Remember Tony, or Steve, or his friend (the name slips my mind and apparently yours too ... shame on you)? Remember how they were in the last months? Sure you do but you prefer not to, don't you? Don't you think that if you'd been thinking of those faces and their blotchy bodies and skin and bones, you might have been able to cancel the appointment with me? How many Aids films did you cry over? How many Aids novels did you read, with bottled up horror? How many times were you told about another of my victims and felt the lump in your conscience grow bigger? So give me a god dammed break! I'm not the one to blame; the spider's raison d'être is catching the fly! I was just hanging around and you blundered with full awareness into my web. You can't even blame alcohol or drugs can you? Yeah I know you tried but ... Hello! Choices! They were all yours.

Strange eh! You've got to give me credit; I found the one human weakness that's common to just about everybody. Lust is a beauty and can always be relied on. I know, drugs needles and blood transmissions were co-conduits but I have to confess, they were more like happy accidents. I am still getting quite a few clients from those sources and by the way, I can't say I agree with free needles and junky tolerance. C'mon, the fun is in swapping and sharing them a few times!

It's the perfect sting. Humans aren't going to give up lust; it's one way to escape from the rest of their miserable lives and so long as I can use the human metro to travel from one body to another, I win every time. Oh wait, not every time! I forgot about condoms. They are irritating but luckily they're irritating for me and you both, so enough men leave them off and toss the dice ... win, win!

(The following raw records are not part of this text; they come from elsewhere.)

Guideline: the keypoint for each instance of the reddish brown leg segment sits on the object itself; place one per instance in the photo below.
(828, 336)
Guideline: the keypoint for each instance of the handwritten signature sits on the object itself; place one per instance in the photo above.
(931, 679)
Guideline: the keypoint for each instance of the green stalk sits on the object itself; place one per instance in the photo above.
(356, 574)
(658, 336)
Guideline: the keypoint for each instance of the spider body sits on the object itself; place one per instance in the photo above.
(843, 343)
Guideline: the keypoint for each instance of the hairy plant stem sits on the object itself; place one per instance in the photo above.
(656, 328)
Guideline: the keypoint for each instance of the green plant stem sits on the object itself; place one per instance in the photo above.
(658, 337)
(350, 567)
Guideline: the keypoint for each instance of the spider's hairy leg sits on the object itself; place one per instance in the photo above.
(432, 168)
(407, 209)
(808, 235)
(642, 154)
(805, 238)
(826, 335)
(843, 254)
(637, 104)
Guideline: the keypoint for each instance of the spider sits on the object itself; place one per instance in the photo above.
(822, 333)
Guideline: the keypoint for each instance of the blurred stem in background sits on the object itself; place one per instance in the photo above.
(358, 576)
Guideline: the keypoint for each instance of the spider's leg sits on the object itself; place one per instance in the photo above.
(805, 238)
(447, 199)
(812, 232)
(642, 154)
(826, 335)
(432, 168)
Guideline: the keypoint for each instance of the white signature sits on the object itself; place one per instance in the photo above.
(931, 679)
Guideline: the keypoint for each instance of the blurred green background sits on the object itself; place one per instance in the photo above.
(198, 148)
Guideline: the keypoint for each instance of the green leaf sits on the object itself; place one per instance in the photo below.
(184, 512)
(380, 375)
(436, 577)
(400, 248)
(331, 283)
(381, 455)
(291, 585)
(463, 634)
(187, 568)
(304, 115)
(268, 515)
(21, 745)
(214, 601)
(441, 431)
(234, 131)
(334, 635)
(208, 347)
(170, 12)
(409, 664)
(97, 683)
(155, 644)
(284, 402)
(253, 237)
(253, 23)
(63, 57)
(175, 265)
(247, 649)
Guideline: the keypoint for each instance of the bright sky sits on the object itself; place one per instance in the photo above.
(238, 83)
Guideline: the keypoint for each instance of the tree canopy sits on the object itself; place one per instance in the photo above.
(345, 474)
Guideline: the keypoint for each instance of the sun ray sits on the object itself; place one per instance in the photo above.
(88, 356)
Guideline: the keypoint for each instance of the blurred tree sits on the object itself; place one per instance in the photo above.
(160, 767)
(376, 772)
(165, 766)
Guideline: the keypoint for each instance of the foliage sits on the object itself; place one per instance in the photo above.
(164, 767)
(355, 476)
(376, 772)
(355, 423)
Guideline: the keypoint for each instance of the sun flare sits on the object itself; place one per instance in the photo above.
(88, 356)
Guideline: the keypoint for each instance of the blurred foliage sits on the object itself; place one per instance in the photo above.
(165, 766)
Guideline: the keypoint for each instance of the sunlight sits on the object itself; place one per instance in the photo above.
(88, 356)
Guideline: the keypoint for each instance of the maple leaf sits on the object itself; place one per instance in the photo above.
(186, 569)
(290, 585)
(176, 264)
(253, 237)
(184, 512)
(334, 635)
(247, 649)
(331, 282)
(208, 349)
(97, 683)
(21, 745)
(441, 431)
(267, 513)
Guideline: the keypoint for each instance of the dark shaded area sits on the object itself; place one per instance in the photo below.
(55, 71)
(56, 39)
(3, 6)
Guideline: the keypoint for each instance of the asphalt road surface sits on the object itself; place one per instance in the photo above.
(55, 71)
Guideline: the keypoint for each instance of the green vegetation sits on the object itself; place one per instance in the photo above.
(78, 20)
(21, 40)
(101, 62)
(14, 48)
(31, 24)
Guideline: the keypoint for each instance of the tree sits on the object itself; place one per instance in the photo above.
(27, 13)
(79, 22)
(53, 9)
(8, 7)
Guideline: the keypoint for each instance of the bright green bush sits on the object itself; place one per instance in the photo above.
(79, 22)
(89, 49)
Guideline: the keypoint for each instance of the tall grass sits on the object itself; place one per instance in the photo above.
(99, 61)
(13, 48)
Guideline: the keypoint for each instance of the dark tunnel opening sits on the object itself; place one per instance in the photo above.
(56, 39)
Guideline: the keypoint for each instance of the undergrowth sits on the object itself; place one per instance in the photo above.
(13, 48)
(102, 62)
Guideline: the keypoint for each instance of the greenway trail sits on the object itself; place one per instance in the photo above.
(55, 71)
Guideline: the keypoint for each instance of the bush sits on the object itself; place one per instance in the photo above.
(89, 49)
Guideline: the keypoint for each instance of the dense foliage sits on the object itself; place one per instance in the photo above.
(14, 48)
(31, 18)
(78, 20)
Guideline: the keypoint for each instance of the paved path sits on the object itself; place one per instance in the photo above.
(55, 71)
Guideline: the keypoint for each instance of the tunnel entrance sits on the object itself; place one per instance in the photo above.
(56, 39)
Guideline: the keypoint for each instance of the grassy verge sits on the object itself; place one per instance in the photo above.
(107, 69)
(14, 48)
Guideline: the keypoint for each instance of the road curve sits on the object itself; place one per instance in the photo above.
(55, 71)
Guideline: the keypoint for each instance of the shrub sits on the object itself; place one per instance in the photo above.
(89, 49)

Another of my ace cards is that many people now think that I'm a "treatable" disease and don't take me seriously any more. You thought that didn't you? Yeah you did; just a little bit! A few pills a day to keep the virus away: you wish! I got that bit of advertising free but you all forget that suppressing me is not getting rid of me!

Anyway, within a few decades all you people from the first wave will be dead anyway, so let me talk about the youngsters. Now there's a rich source for the future. Carefree, loving sex, hating condoms and open to persuasion -- my sort of people! I almost wish I could be an extreme, right wing Republican, or an Iranian Mullah and campaign for family values again. Ha, family values, that was always a hoot! Fifty percent divorce rates sort of make a mockery of that don't they? But I digress, the youngsters are my future and they don't have the inbuilt nightmares of having seen me in action, like you guys. You're dinosaurs now; they don't believe you; can't identify with you; it never happened! Now that's how to spin a virus. Although, first-hand witnessing never stopped you did it? Feeling guilty now? Not even a tiny bit? Maybe you are a hard nut to crack! Oh wait, you took me on ... actually you were a pushover!

Oh, I see, now you're saying that you're a fatalist? Que sera, sera and all that clichéd crap. You're the type who says that if it's your time, you can't do anything about it; or if the bus hits you, you were powerless to change what happened and getting HIV and neuropathy, plus lung problems and arthritis was either predetermined or a product of life's chaos theories. Well keep thinking that pal, if it makes you feel better. However, one day, maybe your last day, you'll wake up to see the truth for what it was. It's been nice knowing you really it has but don't fool yourself: letting me into your life I took to be an invitation, not a result of fate. How does that fit in with your "positive outlook!"